Almost a year ago zero waste pioneer Bea Johnson was visiting Vilnius for a book tour. I had an opportunity to take care of her busy schedule and without exaggerating I can tell you – that single day I spent next to Bea has changed all the following days of my life.

I went to a meeting with a publisher to discuss details of an upcoming event and my duties during it. Her first words were: ‘Just don’t buy take away coffee in front of Bea.’ I immediately felt embarrassed how stupid I was! I was briefed and looking forward to meeting a woman who could contain it all – a year’s trash of a family of four fitting in a small glass jar. I have to tell you the truth, I was expecting to meet a crazy hippie person from California. She was completely different than I had imagined.
9:00 – Rushing out the door to pick up lunch box for Bea. I am responsible for her schedule today and, oh boy, it is going to be an intensive day with a conference, several interviews, shooting – all during one of the hottest days of the year.
10:15 – I am waiting for Bea at the airport with a net bag full of oranges for recognition. I had only seen her picture on the Internet, so I am carefully examining strangers. I spot an elegant lady with high heels, aberet, and a small suitcase. She is opposite from my expected version of a hippie, indeed, she looks so pulled together that it just falls into the category of what French call ‘je ne sais quoi’.
10:45 – While driving to the hotel, I ask her whether she is hungry or has she eaten on the plane. Bea says that she never eats on the plane. Honestly, at first, I think it is because the food is terrible on the plane, however, my knowledge of zero waste is kind of lagging behind. She doesn’t eat on the plane because of the pile of trash a single meal produces! I immediately remember that little box of lunch served on the plane, where every piece of food is packed in a different plastic box. My imagination builds up a picture of just one flight with 250 passengers eating lunch and that huge amount of trash. I swear to myself never to eat on a plane again.
11:30 – Remember those oranges I was carrying? Bea comes down from her room with a glass jar full of the orange peel. She asks me where it would be possible to compost it. Well, I look around like confused John Travolta on Pulp Fiction and respond that I will take care of it (mhm…will I?). She says it is not a problem for her to carry it around until she finds a place to compost but I promise her to do it myself and put a jar in the trunk.
13:30 – Just one hour of Bea’s presentation of how zero waste movement was born and I am sold. It is all about simplicity. Living zero waste is not about making your life more complicated, it is about keeping it simple. It is not about making everything at home, it is about choosing wisely. It is just 5 R rule – refuse, reduce, reuse, recycle, rot.
14:30 – People have many questions for Bea. I am not surprised at all, as there are like a million of them in my head too: how does her everyday life looks like, does she ever eat in restaurants, how she manages to stay zero waste in the bathroom, how her family is keeping up with her? She answers every single question with an enthusiasm sharing her experience and none of her answers looks like science fiction to me.

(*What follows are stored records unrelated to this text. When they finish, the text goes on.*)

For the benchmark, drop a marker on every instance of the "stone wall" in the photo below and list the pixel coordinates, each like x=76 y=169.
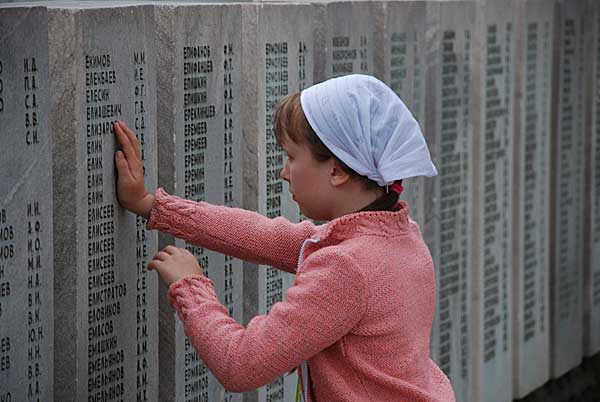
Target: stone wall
x=507 y=94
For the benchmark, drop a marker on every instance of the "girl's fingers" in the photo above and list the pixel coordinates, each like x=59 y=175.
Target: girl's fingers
x=155 y=265
x=122 y=166
x=160 y=256
x=128 y=149
x=132 y=139
x=170 y=249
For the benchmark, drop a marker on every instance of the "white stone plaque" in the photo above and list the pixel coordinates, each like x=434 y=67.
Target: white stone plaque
x=404 y=61
x=345 y=38
x=531 y=195
x=199 y=92
x=592 y=292
x=450 y=32
x=493 y=65
x=567 y=233
x=102 y=67
x=26 y=248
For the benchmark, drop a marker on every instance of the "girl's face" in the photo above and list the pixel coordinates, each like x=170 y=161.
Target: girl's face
x=309 y=180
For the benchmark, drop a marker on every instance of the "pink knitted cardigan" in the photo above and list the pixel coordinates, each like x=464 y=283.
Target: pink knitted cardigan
x=360 y=310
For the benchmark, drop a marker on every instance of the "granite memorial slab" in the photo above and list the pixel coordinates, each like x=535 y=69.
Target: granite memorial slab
x=493 y=89
x=592 y=269
x=347 y=37
x=531 y=195
x=404 y=50
x=277 y=60
x=567 y=194
x=200 y=159
x=450 y=30
x=26 y=247
x=101 y=61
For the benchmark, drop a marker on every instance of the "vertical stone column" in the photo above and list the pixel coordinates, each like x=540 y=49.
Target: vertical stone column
x=346 y=38
x=26 y=248
x=277 y=60
x=404 y=71
x=531 y=195
x=592 y=265
x=102 y=68
x=493 y=90
x=200 y=159
x=567 y=171
x=450 y=30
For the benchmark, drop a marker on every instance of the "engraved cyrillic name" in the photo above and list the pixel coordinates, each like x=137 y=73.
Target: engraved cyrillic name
x=495 y=223
x=344 y=56
x=7 y=255
x=229 y=156
x=35 y=303
x=31 y=101
x=142 y=243
x=198 y=72
x=454 y=190
x=106 y=356
x=276 y=87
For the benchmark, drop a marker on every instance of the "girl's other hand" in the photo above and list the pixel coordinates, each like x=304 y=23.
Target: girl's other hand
x=173 y=264
x=131 y=190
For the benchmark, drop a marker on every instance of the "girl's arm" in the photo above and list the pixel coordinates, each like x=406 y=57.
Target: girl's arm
x=243 y=234
x=236 y=232
x=327 y=300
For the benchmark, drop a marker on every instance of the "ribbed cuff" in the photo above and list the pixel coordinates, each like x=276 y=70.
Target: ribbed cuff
x=190 y=292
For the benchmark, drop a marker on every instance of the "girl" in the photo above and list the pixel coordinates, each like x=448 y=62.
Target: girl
x=358 y=317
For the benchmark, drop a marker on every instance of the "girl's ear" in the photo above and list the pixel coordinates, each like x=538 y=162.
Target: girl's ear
x=338 y=176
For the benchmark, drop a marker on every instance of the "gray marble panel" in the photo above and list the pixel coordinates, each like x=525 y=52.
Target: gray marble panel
x=346 y=38
x=404 y=71
x=450 y=30
x=26 y=248
x=200 y=159
x=102 y=68
x=531 y=195
x=278 y=60
x=493 y=89
x=592 y=273
x=568 y=175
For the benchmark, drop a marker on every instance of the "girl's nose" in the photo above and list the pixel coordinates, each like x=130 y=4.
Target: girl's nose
x=284 y=174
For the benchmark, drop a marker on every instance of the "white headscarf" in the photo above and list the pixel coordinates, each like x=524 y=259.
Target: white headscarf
x=368 y=127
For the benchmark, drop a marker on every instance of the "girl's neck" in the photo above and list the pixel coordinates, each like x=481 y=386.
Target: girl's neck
x=355 y=198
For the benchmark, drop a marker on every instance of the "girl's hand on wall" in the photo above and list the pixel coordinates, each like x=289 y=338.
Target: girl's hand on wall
x=131 y=190
x=173 y=263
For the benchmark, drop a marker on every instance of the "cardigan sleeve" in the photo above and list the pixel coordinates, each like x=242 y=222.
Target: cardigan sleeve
x=242 y=234
x=328 y=299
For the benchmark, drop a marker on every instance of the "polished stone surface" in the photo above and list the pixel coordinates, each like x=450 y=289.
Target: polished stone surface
x=200 y=159
x=567 y=214
x=26 y=247
x=450 y=31
x=106 y=301
x=531 y=195
x=278 y=60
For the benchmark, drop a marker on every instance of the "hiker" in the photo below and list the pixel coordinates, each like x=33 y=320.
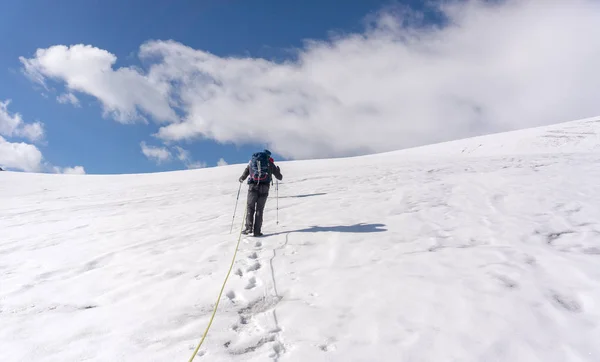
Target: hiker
x=260 y=169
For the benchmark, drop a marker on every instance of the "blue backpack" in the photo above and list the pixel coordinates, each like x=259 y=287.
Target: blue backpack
x=259 y=168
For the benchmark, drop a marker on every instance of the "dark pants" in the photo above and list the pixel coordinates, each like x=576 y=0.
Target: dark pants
x=257 y=198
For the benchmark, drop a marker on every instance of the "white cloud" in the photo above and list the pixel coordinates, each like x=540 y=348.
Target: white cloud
x=157 y=154
x=68 y=98
x=496 y=66
x=12 y=125
x=77 y=170
x=88 y=69
x=20 y=156
x=185 y=157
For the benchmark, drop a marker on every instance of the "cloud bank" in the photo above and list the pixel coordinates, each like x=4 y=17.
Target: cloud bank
x=493 y=66
x=21 y=155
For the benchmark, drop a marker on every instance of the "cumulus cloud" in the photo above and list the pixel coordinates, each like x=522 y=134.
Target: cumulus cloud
x=77 y=170
x=123 y=92
x=20 y=156
x=12 y=125
x=492 y=66
x=157 y=154
x=68 y=98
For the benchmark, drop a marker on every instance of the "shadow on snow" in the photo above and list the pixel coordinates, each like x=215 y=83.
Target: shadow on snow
x=357 y=228
x=303 y=196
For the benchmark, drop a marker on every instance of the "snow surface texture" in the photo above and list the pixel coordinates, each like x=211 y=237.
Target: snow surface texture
x=485 y=249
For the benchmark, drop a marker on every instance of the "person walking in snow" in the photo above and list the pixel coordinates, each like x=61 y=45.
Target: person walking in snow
x=261 y=168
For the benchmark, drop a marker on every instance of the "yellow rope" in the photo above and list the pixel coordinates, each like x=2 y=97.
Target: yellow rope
x=222 y=288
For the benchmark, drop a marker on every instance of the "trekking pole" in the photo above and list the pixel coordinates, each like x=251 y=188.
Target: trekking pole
x=234 y=210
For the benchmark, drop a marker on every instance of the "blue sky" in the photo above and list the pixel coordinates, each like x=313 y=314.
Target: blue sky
x=240 y=76
x=80 y=136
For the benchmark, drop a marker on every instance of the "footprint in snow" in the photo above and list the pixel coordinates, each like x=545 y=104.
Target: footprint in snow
x=251 y=283
x=254 y=267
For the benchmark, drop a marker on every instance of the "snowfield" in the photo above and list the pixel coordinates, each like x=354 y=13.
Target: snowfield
x=484 y=249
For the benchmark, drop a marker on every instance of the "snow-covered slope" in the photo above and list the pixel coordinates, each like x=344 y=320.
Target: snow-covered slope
x=404 y=256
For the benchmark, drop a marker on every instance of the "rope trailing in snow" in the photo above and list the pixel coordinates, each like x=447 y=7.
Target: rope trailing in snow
x=237 y=246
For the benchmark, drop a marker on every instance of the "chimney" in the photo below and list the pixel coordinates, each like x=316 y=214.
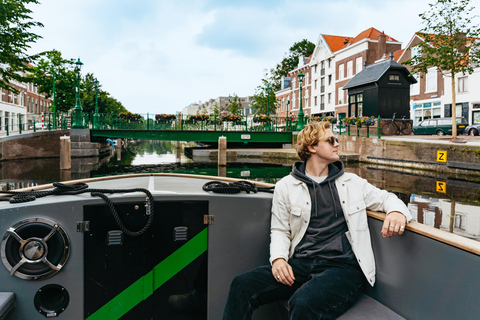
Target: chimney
x=382 y=45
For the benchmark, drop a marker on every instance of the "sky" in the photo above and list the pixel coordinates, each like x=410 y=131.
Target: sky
x=159 y=56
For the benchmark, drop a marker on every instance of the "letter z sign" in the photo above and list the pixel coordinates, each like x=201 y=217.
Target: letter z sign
x=441 y=156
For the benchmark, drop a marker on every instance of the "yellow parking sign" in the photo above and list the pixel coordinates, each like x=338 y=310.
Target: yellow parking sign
x=441 y=156
x=441 y=186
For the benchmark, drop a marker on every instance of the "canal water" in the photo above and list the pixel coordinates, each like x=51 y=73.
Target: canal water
x=443 y=201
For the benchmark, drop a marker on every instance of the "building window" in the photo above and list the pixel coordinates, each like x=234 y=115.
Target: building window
x=358 y=65
x=415 y=51
x=431 y=80
x=349 y=68
x=415 y=87
x=463 y=84
x=393 y=77
x=341 y=72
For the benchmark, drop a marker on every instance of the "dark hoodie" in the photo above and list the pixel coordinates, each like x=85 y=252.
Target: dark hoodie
x=325 y=236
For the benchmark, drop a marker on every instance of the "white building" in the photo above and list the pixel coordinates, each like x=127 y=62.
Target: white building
x=24 y=107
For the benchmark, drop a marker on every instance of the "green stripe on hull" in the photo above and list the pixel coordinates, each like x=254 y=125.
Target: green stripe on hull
x=143 y=288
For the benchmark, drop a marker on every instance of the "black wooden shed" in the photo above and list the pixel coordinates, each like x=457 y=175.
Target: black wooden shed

15:00 – It is lunch and interview time! We are heading to the restaurant and I confess to her that I was left surprised after her presentation since I was not expecting zero waste life to be this possible! Bea laughs and adds: ‘My husband was not sure either, but when he saw how much money we save, he just told me to keep doing this. Everyone has its own reasons to start changing’.
15:10 – At the restaurant, Bea can order anything but she asks for a lunch box I am carrying all day as she does not want to waste any food. I really start thinking she is a real deal.
16:45 – Shooting for a TV show takes place in a bulk shop next to one of the most beautiful churches in Vilnius. It is a tiny store where you can buy vegetables, fruits, nuts, oils, sweets and many more without a single piece of plastic! I am amazed. How did I not know about this place before? Shop owners are the sweetest people and during the shooting, I noticed that many people of various age come to buy goods from here. Am I noticing a change?
18:00 – Final stop is a dinner party. For the last minutes, we discuss how in the beginning she made radical decisions, tried to change everything at once and failed. I am crying with laughter when she tells a story how for some time she was using moss instead of the toilet paper at home! Just imagine places where it gets stuck.
22:30 – I receive a text message from Bea thanking me for a day and asking whether a bulk store we visited earlier was inspired by her blog. It is important for her to collect these places into one map to show everyone that zero waste movement spreads around the world. I feel inspired by her energy and dedication to be a change for her family and then for the whole world.
A year has passed and I don’t know whether it is right to say that Bea Johnson’s zero waste movement is making its way to many lives. Definitely, it has changed my awareness of the problem. Maybe making your own mascara is not for everybody (yes, Bea does that!) but taking a cotton bag to the shop is not that difficult. Everyday you can notice how things which are supposed to make our life simpler – online shopping, take-away food – is what actually clutters our home. Bea said the hardest part is the first step – to refuse.
P.S. Last time I was on a long-haul flight, I did eat on the plane but I was proudly drinking water from my own reusable bottle. Celebrate small wins.